世界初の回遊型水槽と、生きものに近づく展示
展示方法の代表は、中央の擬岩を魚たちが回る大回遊水槽です。この回遊型水槽は、同館が世界で初めてつくった形式として紹介されており、大型魚と小型魚が共存しやすい岩場、水の流れ、複数方向から観察できる動線によって、見る場所ごとに魚群の印象が変わります。サンゴ大水槽では、大分県南に生息するサンゴと魚を組み合わせ、人工照明下で育つサンゴの色彩とナポレオンフィッシュなどの泳ぎを同じ空間で見られます。
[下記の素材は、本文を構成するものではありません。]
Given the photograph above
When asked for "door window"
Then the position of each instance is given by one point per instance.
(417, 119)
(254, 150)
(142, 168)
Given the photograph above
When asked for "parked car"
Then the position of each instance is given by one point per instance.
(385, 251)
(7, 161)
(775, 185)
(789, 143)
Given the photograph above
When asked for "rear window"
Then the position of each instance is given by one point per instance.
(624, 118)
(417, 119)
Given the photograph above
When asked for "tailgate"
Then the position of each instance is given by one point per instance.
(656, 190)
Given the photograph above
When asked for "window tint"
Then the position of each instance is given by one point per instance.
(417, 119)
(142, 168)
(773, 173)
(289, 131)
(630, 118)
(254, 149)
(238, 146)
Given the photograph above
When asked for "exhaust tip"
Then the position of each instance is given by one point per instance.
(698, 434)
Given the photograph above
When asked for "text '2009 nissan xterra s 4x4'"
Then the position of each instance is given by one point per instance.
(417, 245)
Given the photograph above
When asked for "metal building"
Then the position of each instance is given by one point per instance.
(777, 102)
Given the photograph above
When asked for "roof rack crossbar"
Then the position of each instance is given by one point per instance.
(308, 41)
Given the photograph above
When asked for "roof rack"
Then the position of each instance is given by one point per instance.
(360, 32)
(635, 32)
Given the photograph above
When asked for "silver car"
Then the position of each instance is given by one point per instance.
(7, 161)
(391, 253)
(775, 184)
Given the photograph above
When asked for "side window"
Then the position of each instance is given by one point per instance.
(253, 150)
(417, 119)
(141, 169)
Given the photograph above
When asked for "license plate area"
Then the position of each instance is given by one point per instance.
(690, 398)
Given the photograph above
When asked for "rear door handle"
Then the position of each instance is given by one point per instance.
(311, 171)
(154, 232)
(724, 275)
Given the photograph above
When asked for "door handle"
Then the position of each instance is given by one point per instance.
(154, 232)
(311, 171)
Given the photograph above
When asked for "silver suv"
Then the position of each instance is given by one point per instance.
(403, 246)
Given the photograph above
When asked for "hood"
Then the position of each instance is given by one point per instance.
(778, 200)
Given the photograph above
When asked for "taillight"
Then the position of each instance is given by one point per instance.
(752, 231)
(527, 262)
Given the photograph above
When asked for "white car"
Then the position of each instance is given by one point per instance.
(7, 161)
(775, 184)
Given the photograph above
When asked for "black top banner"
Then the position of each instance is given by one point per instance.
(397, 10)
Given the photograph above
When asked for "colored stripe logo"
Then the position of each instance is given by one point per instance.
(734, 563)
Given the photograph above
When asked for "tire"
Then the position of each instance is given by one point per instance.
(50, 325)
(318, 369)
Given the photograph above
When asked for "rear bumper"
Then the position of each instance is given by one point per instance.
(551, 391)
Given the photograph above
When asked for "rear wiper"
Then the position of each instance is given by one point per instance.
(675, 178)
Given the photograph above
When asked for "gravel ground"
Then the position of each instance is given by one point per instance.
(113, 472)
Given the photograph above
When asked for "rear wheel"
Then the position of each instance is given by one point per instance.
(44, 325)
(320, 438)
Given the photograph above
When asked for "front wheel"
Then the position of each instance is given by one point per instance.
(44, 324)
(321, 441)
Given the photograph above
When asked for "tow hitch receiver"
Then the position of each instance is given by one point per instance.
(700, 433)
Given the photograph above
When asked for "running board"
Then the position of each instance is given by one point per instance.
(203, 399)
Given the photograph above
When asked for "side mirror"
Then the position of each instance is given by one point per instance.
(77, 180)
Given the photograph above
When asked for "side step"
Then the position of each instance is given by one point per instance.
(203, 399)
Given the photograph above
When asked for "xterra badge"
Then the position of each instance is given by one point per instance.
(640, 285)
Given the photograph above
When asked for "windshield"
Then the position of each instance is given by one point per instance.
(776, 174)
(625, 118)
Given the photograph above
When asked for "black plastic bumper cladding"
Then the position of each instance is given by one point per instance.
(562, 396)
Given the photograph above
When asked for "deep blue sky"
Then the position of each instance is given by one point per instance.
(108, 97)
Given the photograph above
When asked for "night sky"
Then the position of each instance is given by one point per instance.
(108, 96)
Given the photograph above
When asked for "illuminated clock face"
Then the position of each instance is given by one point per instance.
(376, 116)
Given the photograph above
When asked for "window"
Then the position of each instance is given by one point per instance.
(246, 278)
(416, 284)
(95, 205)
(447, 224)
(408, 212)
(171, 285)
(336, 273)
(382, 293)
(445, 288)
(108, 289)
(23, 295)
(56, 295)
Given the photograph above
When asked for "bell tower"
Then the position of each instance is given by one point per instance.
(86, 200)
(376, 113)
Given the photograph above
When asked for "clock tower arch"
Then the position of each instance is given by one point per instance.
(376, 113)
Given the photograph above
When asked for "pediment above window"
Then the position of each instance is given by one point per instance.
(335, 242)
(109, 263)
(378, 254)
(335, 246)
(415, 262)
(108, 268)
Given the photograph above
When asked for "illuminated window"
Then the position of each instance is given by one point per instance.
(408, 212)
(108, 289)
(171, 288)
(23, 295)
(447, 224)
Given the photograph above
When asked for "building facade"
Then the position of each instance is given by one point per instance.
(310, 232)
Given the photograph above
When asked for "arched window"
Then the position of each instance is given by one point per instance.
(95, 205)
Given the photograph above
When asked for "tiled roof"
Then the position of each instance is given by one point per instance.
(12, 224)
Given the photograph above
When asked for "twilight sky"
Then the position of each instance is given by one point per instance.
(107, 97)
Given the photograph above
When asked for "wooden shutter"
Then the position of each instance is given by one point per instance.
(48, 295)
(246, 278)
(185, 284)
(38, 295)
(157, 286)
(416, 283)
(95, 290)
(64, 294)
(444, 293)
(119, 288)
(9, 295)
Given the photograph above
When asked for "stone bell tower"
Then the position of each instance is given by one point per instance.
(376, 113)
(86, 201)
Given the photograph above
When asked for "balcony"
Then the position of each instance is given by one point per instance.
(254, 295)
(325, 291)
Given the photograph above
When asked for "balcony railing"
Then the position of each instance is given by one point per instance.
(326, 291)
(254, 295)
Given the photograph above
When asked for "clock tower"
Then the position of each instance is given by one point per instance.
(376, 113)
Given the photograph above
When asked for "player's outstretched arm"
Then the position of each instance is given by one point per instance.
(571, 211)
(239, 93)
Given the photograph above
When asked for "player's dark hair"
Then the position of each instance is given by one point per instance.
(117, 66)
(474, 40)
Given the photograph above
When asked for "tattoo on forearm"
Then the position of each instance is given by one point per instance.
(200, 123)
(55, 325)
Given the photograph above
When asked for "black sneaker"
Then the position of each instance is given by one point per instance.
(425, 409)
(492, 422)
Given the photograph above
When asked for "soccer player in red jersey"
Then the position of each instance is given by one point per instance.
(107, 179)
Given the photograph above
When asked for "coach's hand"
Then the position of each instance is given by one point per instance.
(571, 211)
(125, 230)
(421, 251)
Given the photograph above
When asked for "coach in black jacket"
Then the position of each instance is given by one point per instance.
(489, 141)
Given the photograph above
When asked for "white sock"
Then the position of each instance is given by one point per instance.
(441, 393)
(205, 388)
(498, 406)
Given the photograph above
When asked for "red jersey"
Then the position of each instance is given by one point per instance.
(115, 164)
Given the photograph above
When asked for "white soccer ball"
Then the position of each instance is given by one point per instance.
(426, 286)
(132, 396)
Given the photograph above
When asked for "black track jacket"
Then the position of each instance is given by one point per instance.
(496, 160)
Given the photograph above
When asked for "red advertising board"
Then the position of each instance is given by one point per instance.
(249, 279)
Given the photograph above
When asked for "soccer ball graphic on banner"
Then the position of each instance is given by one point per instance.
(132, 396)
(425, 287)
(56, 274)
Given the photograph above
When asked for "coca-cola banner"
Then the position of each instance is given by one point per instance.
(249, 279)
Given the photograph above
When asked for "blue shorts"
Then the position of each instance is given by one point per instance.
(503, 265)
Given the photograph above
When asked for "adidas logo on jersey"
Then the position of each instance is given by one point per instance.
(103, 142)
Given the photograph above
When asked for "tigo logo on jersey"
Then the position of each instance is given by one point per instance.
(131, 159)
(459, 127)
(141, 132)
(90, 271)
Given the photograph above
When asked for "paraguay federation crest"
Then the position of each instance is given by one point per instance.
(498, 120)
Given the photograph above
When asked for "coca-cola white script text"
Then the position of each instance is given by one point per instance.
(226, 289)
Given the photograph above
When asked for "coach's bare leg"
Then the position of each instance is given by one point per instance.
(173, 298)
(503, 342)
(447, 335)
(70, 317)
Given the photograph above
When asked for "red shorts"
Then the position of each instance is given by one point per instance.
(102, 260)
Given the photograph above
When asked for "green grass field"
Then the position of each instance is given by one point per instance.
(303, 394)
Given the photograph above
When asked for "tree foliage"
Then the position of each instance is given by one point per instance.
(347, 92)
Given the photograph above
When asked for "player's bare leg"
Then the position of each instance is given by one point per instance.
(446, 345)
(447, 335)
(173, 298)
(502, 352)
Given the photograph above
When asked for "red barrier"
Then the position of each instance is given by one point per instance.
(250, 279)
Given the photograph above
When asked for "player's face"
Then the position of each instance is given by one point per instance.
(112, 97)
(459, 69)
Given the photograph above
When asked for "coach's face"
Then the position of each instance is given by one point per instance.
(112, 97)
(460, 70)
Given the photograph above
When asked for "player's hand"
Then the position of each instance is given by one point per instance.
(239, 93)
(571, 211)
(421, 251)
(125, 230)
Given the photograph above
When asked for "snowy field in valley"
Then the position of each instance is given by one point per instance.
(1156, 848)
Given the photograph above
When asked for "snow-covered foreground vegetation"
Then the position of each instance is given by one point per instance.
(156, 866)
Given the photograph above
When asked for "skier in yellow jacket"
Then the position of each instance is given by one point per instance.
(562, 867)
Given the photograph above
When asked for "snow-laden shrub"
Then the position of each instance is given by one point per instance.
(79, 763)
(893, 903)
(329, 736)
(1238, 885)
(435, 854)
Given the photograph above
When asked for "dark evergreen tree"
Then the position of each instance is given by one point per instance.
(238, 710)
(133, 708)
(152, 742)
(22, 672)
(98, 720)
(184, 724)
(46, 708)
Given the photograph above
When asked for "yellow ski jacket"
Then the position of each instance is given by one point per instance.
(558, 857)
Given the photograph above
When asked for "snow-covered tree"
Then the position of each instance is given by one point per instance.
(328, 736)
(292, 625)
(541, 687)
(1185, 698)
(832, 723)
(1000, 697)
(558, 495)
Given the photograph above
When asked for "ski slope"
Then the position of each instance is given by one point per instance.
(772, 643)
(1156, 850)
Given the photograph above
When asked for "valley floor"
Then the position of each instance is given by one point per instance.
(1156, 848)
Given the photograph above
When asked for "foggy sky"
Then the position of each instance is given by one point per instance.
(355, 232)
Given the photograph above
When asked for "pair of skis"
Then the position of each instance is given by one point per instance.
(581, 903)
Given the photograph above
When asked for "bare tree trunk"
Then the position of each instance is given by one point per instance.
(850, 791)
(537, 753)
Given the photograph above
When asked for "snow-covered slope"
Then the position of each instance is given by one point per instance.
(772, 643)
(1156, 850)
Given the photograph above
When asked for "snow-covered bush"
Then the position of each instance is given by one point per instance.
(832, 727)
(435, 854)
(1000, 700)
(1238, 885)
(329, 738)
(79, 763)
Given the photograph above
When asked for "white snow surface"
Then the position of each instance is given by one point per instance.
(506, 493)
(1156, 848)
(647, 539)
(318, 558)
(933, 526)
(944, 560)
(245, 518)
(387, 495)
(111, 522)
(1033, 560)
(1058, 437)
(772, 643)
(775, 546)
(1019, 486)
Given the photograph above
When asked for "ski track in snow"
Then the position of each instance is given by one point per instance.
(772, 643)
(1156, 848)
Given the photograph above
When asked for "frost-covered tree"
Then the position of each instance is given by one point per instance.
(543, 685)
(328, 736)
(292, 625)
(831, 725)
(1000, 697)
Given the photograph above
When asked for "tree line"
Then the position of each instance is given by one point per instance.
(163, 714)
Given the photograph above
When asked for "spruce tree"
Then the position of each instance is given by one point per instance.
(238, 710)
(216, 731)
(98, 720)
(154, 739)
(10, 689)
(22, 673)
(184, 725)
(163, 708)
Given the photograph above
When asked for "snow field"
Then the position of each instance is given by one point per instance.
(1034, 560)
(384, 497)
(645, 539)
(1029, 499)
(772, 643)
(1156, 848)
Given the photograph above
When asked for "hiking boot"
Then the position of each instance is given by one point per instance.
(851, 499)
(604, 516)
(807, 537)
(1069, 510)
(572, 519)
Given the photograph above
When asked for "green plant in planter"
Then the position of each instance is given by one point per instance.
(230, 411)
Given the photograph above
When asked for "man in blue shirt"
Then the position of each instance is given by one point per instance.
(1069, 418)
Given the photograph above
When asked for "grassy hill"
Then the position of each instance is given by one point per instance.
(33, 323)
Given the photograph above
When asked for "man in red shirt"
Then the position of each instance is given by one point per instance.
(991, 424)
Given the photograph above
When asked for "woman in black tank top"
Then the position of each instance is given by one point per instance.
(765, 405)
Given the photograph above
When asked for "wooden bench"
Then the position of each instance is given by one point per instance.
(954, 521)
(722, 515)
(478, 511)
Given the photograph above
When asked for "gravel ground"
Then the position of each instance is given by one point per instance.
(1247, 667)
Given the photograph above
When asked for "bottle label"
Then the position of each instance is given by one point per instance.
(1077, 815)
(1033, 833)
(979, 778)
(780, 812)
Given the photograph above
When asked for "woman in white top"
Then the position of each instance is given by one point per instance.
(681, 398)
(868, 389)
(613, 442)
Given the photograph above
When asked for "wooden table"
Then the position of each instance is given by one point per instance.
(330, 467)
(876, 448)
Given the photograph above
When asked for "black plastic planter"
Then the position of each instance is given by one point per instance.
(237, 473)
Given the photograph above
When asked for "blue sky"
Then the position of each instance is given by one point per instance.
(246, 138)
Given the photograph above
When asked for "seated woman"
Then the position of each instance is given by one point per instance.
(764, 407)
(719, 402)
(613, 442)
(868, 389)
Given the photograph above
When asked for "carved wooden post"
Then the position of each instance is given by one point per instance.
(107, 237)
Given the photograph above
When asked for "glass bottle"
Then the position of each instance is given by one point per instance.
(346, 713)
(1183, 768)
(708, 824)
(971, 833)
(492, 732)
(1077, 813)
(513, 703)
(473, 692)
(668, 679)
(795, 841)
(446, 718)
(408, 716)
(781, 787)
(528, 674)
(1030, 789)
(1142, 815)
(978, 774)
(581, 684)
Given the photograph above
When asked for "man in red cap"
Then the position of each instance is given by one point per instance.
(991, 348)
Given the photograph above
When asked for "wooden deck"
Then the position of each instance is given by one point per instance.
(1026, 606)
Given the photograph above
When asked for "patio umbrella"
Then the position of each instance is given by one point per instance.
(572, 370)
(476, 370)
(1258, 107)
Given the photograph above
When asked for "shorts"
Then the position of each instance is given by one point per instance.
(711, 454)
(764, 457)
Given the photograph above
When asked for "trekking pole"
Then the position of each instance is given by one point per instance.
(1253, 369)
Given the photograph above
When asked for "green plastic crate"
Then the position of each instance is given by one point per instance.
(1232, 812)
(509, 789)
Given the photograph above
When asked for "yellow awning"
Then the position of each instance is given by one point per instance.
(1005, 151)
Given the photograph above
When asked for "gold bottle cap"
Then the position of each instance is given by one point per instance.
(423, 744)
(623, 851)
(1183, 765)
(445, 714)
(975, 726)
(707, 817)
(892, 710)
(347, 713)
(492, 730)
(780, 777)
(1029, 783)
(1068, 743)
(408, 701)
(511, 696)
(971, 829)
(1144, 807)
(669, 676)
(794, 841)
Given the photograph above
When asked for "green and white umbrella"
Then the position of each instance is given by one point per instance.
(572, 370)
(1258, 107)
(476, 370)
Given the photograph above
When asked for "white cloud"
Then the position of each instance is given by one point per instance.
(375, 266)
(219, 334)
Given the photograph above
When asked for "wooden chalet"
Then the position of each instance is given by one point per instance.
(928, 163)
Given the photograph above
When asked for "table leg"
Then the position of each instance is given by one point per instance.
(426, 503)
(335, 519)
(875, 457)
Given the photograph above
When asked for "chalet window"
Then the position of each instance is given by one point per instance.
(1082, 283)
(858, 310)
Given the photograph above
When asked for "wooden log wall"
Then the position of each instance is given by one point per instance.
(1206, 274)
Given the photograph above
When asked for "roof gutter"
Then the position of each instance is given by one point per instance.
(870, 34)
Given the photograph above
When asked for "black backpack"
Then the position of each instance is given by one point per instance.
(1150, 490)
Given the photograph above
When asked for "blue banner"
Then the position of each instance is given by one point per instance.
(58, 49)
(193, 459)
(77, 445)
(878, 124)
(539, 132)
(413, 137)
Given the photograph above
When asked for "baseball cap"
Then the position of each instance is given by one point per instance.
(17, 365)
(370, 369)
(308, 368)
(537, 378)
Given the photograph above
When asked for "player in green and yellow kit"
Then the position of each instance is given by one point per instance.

屋外の「あそびーち」では、イルカやペンギンなどの生きものを近い距離で観察でき、体の大きさ、動きの速さ、休む姿まで感じやすい展示になっています。
セイウチとサンゴに見る、命をつなぐ飼育技術
繁殖・飼育技術では、2024年に同館初となるセイウチの赤ちゃんが誕生したことが大きな出来事です。雌のセイウチを飼育していたうみたまごは、鳥羽水族館とのブリーディングローンにより繁殖に取り組み、エコー検査で妊娠を確認しながら出産へつなげました。国内飼育数が限られるセイウチにおいて、園館同士が協力して命をつなぐ取り組みは重要です。また、サンゴ大水槽では大分県南のサンゴを人工照明下で日本で初めて繁殖させた実績が紹介されています。魚群の迫力、海獣との近さ、サンゴやセイウチの飼育繁殖までを一体で感じられる点が、うみたまごならではの魅力です。